Special prosecutors Miguel Najera and James Ishimoto said in closing arguments that Eduardo Torres need not be the shooter to be guilty.

“It was his (Eduardo’s) car, his gun, and he was the driver,” Ishimoto told the jury, saying those details alone satisfied the prosecution. “If you played a part in the capital murder, you are guilty.”

Eduardo was there every step of the way, Najera said, and it wasn’t until his third interview with detectives that he told them what had happened.

“He says he knows his brother is going to rob someone, Najera told the panel. “He admits to seeing his brother with a gun; he follows his brother; he sees his brother shoot and rob Nathan.

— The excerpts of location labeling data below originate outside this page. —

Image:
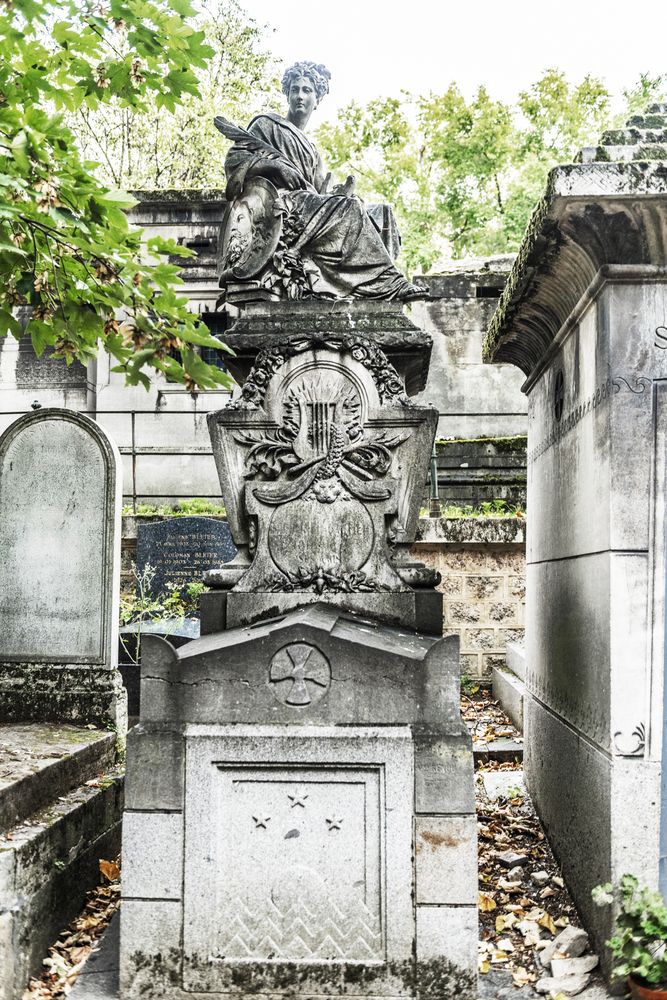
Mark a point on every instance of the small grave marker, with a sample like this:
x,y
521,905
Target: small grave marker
x,y
181,549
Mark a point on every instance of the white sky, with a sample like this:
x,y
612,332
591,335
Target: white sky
x,y
378,49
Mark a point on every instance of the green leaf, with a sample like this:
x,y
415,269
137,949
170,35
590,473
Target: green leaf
x,y
19,151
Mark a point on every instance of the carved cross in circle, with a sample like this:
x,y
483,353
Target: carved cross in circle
x,y
299,674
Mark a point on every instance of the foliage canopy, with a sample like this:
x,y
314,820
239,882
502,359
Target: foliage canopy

Najera pointed out that the men were counting the money taken from Valdez while their victim was dying on the street.

Leonard Torres, now 29, pleaded guilty to murder in February in exchange for testifying against his brother and a maximum sentence of 45 years in prison.

Eduardo Torres was questioned three times by San Antonio police and changed his story each time. In a video shown to the jury, he admitted after an initial interview that he was driving the car.

Testifying for the state at his brother’s trial, Leonard Torres said he decided to rob Valdez, grabbed his Eduardo’s gun from the glove compartment, jumped out of the SUV, ran to Valdez and him ordered not to move and return the money.

When Valdez moved, Leonard Torres said, he shot him. Valdez died six days later from his injuries.

Defense lawyers John Economidy and Ben Stephenson have argued that Eduardo Torres was driving the car, but were unaware that his brother – with a reputation for anger and violence attributed to a closed head injury as a child – was the shooter.

They pointed out that Leontard Torres had accepted during his testimony that he would “do and say anything” to avoid being charged with capital murder in the case.

Stephenson said it was clear Eduardo Torres was trying to protect his baby brother, referring to his changing history to police. But, he said, the police lied to Eduardo Torres, telling him that Leonard Torres had abandoned him.

“After doing everything he could as a brother, it was time to stop protecting Leonard,” Stephenson told the jury.

Stephenson urged the jury to consider a lesser murder charge for Eduardo Torres. But the jury found him guilty on neither charge.

Torres had faced life in prison without the possibility of parole. Prosecutors did not seek the death penalty.